The cause of the problem was the maximum segment size (MSS) in the TCP/IP packet header. This is set appropriately for Ethernet, which conventionally allows up to 1500 bytes per packet, but not for PPP over Ethernet, which adds its own overheads and reduces the maximum packet size to 1460 bytes or less.
It's a common enough problem that pppoeconf installs a special workaround and shows the following warning about it:
Many providers have routers that do not support TCP packets with a MSS higher than 1460. Usually, outgoing packets have this MSS when they go through one real Ethernet link with the default MTU size (1500). Unfortunately, if you are forwarding packets from other hosts (i.e. doing masquerading) the MSS may be increased depending on the packet size and the route to the client hosts, so your client machines won't be able to connect to some sites. There is a solution: the maximum MSS can be limited by pppoe.

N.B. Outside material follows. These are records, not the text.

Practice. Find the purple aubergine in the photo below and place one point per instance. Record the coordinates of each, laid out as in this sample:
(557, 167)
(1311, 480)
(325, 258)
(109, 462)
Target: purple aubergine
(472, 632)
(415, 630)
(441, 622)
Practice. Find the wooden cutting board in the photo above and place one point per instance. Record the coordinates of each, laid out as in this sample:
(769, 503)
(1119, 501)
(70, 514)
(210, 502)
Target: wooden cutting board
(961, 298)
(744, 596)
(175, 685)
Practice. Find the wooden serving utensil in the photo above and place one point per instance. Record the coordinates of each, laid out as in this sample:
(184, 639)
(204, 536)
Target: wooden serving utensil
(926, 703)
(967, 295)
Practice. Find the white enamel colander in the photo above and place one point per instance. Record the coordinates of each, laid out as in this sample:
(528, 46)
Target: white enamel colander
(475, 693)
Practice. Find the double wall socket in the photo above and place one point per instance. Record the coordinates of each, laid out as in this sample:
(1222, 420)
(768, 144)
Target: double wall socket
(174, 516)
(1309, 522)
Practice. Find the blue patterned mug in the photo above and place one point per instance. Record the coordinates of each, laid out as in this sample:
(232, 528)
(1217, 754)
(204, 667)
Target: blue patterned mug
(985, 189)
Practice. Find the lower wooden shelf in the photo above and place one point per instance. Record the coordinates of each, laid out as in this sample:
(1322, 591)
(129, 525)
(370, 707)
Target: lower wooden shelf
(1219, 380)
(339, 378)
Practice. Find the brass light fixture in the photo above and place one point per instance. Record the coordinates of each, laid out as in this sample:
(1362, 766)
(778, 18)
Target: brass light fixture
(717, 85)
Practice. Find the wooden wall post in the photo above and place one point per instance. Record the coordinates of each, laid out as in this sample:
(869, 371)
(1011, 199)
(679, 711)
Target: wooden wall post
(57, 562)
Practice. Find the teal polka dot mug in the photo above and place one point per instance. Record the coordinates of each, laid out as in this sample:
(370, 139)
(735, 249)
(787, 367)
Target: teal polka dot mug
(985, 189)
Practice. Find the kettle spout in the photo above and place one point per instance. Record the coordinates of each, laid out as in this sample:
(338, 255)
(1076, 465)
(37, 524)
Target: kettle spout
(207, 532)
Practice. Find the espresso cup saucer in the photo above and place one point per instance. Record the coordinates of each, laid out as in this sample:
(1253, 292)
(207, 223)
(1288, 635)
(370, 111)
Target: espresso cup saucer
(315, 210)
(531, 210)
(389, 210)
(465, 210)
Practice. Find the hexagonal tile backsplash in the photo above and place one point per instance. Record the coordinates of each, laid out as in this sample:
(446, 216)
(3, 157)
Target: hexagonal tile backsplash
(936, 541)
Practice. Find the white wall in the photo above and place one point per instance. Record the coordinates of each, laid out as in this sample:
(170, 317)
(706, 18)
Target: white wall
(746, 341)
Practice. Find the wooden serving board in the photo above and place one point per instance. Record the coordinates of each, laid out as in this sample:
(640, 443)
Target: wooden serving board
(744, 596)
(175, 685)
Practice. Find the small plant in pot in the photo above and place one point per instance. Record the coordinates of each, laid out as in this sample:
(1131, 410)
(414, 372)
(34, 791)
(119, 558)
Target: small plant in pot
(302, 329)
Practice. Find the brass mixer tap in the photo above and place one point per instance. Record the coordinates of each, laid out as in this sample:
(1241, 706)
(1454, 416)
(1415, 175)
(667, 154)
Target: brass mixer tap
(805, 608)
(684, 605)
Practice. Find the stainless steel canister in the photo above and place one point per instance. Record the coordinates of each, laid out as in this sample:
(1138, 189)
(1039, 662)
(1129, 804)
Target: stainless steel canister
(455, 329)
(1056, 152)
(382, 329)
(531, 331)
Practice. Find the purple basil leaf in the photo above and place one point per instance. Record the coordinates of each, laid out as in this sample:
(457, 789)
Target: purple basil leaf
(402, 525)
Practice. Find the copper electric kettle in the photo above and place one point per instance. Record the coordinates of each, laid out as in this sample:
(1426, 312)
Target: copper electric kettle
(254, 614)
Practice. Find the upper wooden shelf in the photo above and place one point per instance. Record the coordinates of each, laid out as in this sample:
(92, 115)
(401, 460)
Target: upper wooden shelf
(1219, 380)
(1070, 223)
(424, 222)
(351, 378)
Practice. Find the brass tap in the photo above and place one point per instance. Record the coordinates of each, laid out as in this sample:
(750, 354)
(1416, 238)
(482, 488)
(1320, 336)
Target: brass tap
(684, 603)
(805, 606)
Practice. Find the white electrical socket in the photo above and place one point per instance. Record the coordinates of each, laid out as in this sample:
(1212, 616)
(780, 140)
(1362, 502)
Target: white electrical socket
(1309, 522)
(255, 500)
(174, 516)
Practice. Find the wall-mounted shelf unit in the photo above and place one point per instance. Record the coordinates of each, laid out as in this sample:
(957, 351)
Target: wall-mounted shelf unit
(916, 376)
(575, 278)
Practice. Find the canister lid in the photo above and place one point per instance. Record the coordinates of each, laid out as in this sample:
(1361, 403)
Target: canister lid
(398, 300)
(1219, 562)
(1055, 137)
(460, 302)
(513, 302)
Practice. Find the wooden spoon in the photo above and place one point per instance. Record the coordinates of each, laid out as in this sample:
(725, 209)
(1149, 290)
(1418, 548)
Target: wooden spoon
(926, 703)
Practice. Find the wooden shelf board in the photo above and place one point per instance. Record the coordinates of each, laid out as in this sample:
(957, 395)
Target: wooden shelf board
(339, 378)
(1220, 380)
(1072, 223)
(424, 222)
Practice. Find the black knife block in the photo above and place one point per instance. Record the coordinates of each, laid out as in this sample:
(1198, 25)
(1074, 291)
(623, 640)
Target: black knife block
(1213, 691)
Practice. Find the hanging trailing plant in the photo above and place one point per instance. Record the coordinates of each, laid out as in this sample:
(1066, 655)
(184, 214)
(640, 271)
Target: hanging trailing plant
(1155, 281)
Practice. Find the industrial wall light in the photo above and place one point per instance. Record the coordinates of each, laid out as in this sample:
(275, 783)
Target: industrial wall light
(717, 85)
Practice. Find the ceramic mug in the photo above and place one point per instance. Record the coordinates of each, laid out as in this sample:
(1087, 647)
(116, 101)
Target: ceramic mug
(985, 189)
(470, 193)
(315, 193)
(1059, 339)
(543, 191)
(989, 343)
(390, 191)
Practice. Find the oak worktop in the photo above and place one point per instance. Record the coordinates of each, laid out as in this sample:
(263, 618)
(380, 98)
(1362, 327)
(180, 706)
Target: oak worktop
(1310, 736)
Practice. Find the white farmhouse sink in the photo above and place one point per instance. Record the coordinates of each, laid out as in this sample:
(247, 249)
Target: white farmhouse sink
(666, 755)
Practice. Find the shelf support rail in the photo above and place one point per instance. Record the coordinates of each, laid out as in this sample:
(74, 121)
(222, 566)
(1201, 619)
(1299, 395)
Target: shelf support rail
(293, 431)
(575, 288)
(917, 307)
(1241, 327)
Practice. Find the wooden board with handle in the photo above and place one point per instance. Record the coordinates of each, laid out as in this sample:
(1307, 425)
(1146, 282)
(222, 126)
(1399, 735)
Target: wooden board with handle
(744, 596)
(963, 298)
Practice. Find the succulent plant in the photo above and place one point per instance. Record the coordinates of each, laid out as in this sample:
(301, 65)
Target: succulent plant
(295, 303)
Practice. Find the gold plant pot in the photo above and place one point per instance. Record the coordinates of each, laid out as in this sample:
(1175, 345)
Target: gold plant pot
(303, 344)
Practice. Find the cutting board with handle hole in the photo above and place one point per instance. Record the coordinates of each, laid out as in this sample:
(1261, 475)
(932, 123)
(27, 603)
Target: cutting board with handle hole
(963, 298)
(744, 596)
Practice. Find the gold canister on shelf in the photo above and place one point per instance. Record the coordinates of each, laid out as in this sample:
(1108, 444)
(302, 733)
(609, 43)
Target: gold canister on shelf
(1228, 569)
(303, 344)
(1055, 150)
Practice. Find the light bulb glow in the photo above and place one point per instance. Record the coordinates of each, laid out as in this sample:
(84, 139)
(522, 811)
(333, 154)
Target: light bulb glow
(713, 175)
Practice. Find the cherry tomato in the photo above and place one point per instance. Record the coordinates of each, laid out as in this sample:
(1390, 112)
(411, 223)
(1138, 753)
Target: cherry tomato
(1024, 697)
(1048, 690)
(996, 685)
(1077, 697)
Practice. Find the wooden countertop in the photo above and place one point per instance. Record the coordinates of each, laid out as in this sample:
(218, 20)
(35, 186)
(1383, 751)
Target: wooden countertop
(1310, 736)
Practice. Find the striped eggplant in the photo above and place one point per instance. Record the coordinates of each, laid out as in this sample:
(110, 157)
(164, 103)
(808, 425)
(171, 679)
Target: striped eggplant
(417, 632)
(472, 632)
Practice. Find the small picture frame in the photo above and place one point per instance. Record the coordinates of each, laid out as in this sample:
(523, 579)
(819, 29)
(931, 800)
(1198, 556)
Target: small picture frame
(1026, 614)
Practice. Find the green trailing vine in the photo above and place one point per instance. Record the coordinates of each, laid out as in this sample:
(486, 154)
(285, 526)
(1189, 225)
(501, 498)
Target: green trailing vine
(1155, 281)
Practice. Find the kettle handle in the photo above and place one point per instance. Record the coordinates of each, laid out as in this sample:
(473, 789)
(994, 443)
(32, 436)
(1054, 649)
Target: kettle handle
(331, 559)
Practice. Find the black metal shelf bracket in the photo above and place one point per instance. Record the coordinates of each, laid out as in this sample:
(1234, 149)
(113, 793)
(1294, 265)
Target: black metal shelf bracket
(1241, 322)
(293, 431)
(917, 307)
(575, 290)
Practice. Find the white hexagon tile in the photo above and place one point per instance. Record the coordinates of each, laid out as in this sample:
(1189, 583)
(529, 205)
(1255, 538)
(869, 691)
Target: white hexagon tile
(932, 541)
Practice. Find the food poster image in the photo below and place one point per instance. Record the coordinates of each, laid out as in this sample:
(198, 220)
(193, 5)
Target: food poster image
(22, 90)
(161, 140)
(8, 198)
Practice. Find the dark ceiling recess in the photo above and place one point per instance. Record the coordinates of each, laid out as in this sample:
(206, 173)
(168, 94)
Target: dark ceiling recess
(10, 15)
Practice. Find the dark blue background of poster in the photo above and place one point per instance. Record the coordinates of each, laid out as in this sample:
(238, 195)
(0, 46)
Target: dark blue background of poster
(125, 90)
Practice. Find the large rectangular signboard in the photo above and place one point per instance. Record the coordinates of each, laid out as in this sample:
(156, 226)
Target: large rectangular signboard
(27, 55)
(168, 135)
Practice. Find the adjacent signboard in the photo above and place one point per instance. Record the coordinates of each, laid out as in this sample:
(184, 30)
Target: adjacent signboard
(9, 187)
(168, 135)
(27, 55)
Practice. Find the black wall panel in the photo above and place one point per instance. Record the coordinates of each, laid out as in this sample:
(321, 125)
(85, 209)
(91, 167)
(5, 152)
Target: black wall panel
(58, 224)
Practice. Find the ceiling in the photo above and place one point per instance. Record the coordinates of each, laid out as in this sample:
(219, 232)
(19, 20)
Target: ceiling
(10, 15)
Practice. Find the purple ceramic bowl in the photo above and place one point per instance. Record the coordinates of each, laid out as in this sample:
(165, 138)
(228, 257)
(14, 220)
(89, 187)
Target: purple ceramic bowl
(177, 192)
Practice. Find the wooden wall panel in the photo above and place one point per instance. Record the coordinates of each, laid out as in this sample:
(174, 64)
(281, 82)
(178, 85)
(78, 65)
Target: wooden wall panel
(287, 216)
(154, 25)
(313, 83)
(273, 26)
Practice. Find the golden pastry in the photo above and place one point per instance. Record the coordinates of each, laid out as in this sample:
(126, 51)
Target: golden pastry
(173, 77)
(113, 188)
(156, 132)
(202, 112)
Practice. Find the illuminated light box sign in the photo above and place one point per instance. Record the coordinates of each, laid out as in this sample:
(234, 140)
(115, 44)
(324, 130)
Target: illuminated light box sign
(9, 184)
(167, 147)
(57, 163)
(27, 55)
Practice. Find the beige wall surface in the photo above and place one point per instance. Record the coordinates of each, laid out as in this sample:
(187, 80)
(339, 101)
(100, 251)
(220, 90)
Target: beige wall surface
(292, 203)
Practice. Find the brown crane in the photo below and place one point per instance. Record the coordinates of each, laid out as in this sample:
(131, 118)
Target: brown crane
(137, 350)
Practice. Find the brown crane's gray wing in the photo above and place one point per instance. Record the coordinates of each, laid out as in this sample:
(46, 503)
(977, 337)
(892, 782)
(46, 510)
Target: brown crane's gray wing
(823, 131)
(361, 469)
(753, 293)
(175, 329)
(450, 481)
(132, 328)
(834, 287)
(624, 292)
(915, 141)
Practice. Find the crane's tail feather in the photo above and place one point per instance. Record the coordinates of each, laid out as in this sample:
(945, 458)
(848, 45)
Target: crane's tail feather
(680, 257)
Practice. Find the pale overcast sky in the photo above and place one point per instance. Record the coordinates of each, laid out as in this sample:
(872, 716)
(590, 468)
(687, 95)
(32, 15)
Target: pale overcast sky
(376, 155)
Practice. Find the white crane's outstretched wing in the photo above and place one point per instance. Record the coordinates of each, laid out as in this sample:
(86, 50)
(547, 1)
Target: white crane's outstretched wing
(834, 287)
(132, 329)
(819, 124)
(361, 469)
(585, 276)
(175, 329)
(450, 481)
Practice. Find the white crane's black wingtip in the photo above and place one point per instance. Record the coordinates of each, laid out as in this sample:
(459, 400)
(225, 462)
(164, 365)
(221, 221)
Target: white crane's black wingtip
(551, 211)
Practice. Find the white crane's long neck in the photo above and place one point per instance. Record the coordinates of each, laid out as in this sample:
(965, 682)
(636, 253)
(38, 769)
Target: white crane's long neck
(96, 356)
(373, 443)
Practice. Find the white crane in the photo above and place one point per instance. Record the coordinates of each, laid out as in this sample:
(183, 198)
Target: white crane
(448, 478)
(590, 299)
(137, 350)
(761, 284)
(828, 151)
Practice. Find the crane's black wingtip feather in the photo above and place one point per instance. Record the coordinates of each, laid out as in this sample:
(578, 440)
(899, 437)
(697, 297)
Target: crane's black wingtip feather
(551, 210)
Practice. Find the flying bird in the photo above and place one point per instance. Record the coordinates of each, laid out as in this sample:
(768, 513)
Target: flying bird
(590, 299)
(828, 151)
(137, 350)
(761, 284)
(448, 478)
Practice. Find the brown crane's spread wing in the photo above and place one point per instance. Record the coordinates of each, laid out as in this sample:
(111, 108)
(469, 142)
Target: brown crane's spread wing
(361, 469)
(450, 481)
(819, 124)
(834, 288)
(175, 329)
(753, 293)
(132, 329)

You can find more details about this issue in the pppoe documentation.
What this helpful message doesn't say is that the workaround is removed if you reload your firewall settings because it is installed on top of any firewall configuration you might already have. "nft list ruleset" shows a sample configuration like this:
table ip mangle { chain FORWARD { type filter hook forward priority mangle; policy accept; oifname "ppp0" tcp flags syn / syn,rst tcp option maxseg size 1400-65495 counter packets 17186 bytes 947144 tcp option maxseg size set rt mtu } }
This essential configuration will be deleted if you change your firewall rules in /etc/nftables.conf and then reload with "nft -f". If you do this, you need to reload the configuration, e.g.:
PPP_IFACE=ppp0 /etc/ppp/ip-up.d/0clampmss
What made this problem difficult for me to understand is:
- Confusion on my part between MTU and MSS. MTU sets the maximum packet size that can physically be sent, while MSS sets the maximum payload size that TCP/IP will use. I thought that setting the MTU for PPPoE to 1492 would be enough to limit the payload size, but this is not true. PPPoE won't fragment the packets by itself. This must be done elsewhere, by something which can rewrite part of the TCP header.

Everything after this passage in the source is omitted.